(Tribune publiée sur le site achatpublic.info le 6 juin 2023)
Cas très fréquent, deux consultations portant sur deux marchés distincts (X et Y) lancées par le même acheteur sont assorties de la même date limite de remise des offres.
L’offre électronique d’une entreprise pour le marché X est déposée par erreur dans le « tiroir numérique » du profil d’acheteur correspondant au marché Y.
Cette offre de l’entreprise pour le marché X n’ayant pas été prise en considération par l’acheteur au titre de la consultation portant ce marché X, elle obtient du tribunal administratif d’Amiens l’annulation de la procédure au stade de l’examen des candidatures et l’analyse des offres.
Faisant preuve d’une certaine souplesse, le tribunal considéra en effet que les dates limites de remises des candidatures et des offres pour ces deux consultations étaient identiques, qu’aucun doute n’était possible quant au fait que l’offre transmise correspondait au marché X et que la prise en compte de cette offre n’impliquait aucune contrainte particulière pour l’acheteur.

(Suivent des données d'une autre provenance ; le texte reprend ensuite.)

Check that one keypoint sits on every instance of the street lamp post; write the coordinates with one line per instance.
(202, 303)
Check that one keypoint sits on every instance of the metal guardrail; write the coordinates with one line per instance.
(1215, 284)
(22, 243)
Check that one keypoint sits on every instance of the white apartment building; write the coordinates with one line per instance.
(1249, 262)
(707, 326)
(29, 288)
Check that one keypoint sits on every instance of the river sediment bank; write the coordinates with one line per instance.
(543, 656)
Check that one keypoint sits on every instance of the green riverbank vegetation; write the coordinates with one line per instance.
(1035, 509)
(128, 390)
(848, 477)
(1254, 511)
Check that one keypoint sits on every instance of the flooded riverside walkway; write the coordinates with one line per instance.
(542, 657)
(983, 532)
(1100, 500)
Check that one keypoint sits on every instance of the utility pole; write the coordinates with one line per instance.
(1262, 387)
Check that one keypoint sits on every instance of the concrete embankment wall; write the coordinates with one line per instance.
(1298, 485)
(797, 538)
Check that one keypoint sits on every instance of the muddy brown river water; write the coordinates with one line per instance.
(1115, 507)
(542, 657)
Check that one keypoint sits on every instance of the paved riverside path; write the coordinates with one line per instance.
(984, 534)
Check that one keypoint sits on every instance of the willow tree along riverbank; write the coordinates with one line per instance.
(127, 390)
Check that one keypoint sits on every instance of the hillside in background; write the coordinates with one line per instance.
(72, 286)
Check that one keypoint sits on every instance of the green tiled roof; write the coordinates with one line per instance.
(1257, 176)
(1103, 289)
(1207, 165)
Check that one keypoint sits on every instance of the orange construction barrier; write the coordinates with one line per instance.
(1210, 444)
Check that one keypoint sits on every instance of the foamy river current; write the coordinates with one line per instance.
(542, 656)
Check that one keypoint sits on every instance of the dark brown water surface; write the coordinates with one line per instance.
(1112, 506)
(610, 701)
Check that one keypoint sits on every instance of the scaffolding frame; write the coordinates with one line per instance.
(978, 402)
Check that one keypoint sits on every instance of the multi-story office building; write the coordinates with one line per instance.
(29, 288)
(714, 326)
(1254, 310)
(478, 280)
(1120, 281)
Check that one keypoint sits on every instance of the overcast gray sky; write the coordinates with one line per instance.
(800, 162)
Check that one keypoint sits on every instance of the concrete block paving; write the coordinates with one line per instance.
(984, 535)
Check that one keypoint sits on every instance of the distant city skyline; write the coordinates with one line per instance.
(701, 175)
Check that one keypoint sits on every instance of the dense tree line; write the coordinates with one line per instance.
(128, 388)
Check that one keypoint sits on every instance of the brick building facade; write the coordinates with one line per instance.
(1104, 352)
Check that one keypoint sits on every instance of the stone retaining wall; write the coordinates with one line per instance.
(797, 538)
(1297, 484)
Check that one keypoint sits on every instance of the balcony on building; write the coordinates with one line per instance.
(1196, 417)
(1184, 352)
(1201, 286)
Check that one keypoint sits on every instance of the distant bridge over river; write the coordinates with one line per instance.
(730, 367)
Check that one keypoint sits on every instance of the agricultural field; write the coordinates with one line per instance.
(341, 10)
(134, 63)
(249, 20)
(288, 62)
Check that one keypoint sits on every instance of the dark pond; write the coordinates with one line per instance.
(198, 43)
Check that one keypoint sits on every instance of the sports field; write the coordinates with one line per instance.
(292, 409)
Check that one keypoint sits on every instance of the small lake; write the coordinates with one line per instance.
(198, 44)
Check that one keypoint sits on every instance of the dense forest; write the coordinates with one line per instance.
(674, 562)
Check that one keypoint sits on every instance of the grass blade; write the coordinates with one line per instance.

Il est dès lors reproché à l’acheteur d’avoir méconnu ses obligations de mise en concurrence.
Par une décision n° 469127 du 1er juin 2023 (mentionnée dans les tables du Lebon), le Conseil d’Etat censure le raisonnement de tribunal au motif qu’« aucune disposition ni aucun principe n’impose au pouvoir adjudicateur d’informer un candidat que son offre a été déposée dans le cadre d’une autre consultation que celle à laquelle il voulait postuler et, d’autre part, il ne peut rectifier de lui-même l’erreur de dépôt ainsi commise, sauf dans l’hypothèse où il serait établi que cette erreur résulterait d’un dysfonctionnement de la plateforme de l’acheteur public. »

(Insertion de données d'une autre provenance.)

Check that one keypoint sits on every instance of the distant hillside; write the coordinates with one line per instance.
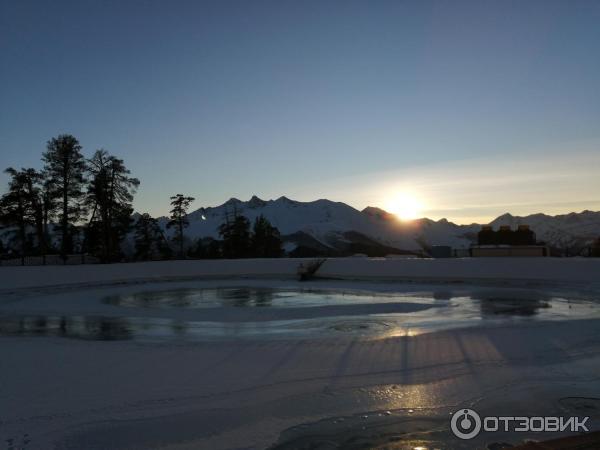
(327, 227)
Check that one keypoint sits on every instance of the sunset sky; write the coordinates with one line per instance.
(471, 109)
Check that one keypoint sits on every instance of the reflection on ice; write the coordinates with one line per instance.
(260, 312)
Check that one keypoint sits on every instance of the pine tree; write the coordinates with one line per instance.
(65, 168)
(110, 194)
(149, 240)
(235, 233)
(15, 210)
(266, 239)
(33, 184)
(178, 219)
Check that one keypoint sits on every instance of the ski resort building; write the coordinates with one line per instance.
(507, 242)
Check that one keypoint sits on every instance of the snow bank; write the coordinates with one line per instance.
(522, 269)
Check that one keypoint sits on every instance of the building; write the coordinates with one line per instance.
(507, 242)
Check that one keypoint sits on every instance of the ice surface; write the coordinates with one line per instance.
(251, 362)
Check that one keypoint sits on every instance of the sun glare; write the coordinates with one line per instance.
(405, 206)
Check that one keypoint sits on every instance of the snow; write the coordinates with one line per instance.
(326, 221)
(445, 269)
(242, 391)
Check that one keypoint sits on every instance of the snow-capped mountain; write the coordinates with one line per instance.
(325, 225)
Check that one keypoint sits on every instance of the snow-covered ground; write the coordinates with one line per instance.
(548, 270)
(238, 354)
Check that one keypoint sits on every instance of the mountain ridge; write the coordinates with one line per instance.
(341, 227)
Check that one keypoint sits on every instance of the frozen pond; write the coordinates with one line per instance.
(196, 313)
(259, 363)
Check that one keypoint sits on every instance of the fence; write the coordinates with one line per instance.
(51, 260)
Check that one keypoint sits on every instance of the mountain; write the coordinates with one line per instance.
(566, 231)
(334, 228)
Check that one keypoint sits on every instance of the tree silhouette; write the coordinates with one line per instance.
(15, 209)
(149, 239)
(65, 166)
(178, 219)
(235, 233)
(110, 193)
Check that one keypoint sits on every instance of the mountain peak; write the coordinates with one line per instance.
(378, 213)
(256, 202)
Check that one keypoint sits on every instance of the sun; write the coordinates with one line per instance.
(405, 206)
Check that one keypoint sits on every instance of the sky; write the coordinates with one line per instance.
(465, 110)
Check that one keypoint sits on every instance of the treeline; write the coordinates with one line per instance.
(79, 205)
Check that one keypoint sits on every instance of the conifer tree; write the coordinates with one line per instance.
(235, 233)
(149, 239)
(65, 167)
(178, 219)
(15, 210)
(110, 194)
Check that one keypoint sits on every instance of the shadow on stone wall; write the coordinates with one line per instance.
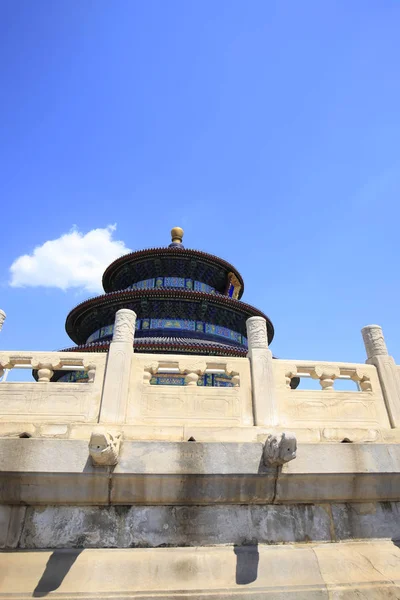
(56, 569)
(247, 558)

Cette décision peut sembler particulièrement sévère pour les entreprises dans la mesure où, selon toute vraisemblance, il ne s’agit là que d’une erreur purement matérielle. Toutefois, quand bien même les dates limites de remise des offres pour des consultations distinctes seraient identiques, l’acheteur n’est pas tenu d’ouvrir simultanément les offres déposées pour celles-ci et d’attribuer les marchés correspondant concomitamment. Ainsi, l’acheteur pourrait découvrir qu’une offre pour un marché X a été déposée par erreur pour la consultation relative à un marché Y, après avoir attribué voire notifié le marché X. Poser une obligation de régularisation dans ce cas pourrait être susceptible de remettre en cause le choix de l’attributaire ou du titulaire du marché X. On perçoit dès lors les conséquences auxquelles l’acheteur devrait alors faire face.

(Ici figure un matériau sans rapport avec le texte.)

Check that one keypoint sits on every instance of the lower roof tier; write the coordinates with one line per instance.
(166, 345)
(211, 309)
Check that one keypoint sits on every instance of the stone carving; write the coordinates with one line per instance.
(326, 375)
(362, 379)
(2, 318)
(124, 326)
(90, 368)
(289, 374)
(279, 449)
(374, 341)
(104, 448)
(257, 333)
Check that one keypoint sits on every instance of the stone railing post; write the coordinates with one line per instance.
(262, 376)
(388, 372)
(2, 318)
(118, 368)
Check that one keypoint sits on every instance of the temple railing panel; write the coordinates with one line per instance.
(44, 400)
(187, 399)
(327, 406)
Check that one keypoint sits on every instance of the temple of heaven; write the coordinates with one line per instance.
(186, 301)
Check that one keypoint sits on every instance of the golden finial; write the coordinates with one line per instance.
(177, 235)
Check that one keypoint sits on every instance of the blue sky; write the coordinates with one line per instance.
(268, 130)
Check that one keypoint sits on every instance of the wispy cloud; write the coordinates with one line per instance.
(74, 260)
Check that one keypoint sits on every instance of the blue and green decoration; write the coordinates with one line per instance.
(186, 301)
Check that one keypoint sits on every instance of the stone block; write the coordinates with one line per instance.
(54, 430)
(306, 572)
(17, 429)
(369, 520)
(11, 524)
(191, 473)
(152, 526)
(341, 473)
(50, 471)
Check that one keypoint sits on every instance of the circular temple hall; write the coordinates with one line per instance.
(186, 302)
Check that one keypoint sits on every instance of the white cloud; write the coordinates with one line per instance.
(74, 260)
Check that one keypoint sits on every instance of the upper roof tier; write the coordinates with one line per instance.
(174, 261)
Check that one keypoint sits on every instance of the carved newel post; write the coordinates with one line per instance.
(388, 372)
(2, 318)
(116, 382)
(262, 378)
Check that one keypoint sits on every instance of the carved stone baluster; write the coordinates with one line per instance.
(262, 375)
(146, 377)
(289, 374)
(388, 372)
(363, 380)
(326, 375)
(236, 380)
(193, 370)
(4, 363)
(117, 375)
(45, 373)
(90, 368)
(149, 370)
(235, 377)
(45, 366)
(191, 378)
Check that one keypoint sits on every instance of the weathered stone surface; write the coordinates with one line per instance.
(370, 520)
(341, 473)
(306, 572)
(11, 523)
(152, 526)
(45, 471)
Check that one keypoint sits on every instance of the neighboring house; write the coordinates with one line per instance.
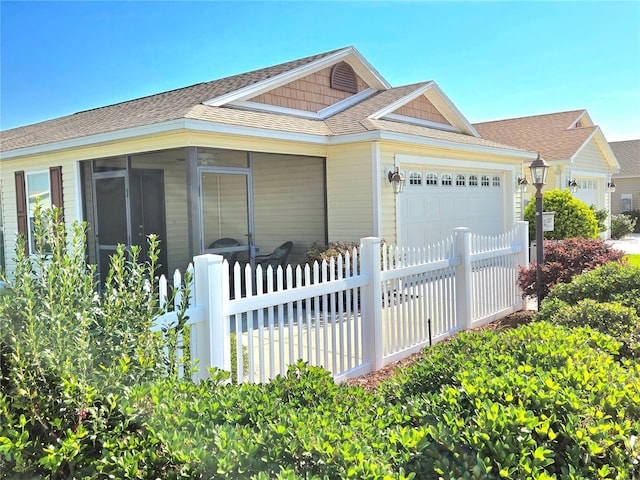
(575, 148)
(627, 192)
(296, 152)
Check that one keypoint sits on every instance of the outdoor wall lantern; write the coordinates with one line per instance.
(396, 179)
(539, 169)
(523, 184)
(572, 185)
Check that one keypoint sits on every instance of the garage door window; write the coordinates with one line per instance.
(415, 178)
(587, 184)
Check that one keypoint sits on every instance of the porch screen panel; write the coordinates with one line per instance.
(289, 202)
(224, 207)
(111, 208)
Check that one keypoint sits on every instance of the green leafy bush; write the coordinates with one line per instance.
(615, 319)
(622, 225)
(514, 405)
(541, 401)
(69, 354)
(612, 282)
(563, 260)
(601, 215)
(573, 218)
(606, 299)
(635, 215)
(318, 251)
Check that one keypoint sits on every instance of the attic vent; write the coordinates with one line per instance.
(344, 78)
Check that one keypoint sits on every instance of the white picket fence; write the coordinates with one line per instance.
(352, 315)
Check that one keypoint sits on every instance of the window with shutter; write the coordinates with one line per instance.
(44, 187)
(21, 208)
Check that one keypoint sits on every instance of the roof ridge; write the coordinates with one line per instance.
(530, 116)
(304, 60)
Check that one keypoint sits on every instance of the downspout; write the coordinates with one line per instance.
(376, 189)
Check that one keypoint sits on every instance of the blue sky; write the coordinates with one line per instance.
(493, 59)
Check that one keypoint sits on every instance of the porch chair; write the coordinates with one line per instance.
(231, 257)
(276, 258)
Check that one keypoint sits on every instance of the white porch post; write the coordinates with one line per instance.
(372, 302)
(212, 293)
(463, 278)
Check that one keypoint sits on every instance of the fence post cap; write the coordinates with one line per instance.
(208, 258)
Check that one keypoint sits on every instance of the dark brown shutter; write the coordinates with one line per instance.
(55, 181)
(344, 78)
(21, 208)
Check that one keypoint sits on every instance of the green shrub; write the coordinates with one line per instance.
(634, 215)
(622, 225)
(563, 260)
(612, 282)
(69, 354)
(515, 405)
(318, 251)
(622, 323)
(573, 218)
(601, 216)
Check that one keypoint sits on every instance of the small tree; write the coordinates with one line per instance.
(573, 218)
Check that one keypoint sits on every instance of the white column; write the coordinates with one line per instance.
(463, 277)
(372, 302)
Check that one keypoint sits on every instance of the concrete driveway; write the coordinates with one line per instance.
(628, 244)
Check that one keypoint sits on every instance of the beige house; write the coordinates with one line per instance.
(300, 152)
(580, 157)
(627, 181)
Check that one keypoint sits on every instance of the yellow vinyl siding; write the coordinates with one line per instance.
(349, 192)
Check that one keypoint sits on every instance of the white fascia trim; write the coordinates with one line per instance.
(213, 127)
(95, 139)
(320, 115)
(589, 174)
(449, 163)
(250, 91)
(423, 123)
(205, 126)
(617, 176)
(430, 142)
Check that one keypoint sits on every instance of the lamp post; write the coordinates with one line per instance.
(539, 170)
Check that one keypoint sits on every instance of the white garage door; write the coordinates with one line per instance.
(434, 203)
(587, 191)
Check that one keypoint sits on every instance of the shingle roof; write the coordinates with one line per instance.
(548, 134)
(628, 154)
(187, 103)
(148, 110)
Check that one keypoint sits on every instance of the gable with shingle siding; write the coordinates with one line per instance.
(422, 109)
(311, 93)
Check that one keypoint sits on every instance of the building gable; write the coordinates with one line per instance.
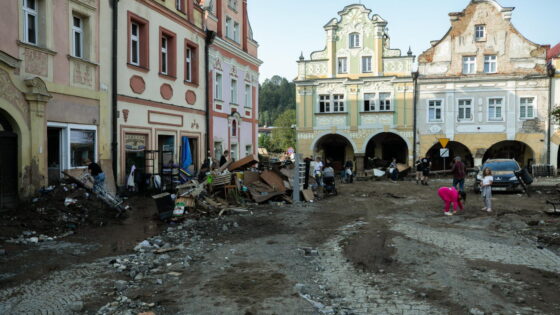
(483, 29)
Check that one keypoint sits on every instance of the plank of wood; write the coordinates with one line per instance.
(244, 162)
(273, 180)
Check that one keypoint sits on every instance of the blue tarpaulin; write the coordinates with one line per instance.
(186, 159)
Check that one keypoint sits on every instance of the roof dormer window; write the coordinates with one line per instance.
(354, 40)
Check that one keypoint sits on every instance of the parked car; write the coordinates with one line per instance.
(503, 171)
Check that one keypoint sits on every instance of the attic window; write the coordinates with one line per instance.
(480, 32)
(354, 40)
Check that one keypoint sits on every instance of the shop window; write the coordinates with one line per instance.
(82, 147)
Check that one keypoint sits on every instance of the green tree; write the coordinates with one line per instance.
(284, 133)
(276, 95)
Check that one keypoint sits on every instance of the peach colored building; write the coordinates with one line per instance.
(53, 96)
(233, 73)
(161, 84)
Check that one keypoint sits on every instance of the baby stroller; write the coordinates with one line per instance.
(329, 185)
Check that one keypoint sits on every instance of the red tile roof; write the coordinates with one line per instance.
(553, 52)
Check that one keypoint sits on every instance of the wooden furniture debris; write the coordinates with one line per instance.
(244, 162)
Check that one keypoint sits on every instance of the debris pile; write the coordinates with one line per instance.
(230, 188)
(56, 210)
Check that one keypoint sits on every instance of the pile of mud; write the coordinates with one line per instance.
(56, 210)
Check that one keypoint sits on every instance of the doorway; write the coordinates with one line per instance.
(8, 164)
(54, 159)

Malgré tout, l’acheteur bienveillant qui découvrirait cette erreur de « tiroir » après la dead line pourrait-il offrir à l’entreprise une possibilité de régularisation, ou doit-il inexorablement considérer que l’offre pour la consultation X déposée dans le tiroir numérique de la consultation Y révèle une absence d’offre pour la consultation X (et constitue une offre inappropriée pour la consultation Y) ?
Le Conseil d’Etat ne semble pas fermer la porte à une possible tentative de régularisation. Il juge en effet, que l’acheteur « ne peut rectifier de lui-même l’erreur de dépôt ainsi commise » (sauf lorsque cette erreur est provoquée par une défaillance de la plateforme). Cette formulation laisse entendre qu’une demande de régularisation pourrait alors être adressée à l’entreprise.
A ce titre, l’acheteur, pourrait-il inviter l’entreprise dont l’offre pour la consultation X a été déposée dans le tiroir numérique de la consultation Y, à confirmer que cette offre doit être regardée comme étant déposée en réalité pour la consultation X ? Une réponse positive de l’entreprise suffirait-elle à purger l’erreur de dépôt ?
Une fois encore, face à ces incertitudes, il n’est pas certain que les acheteurs empruntent la voie de la mansuétude.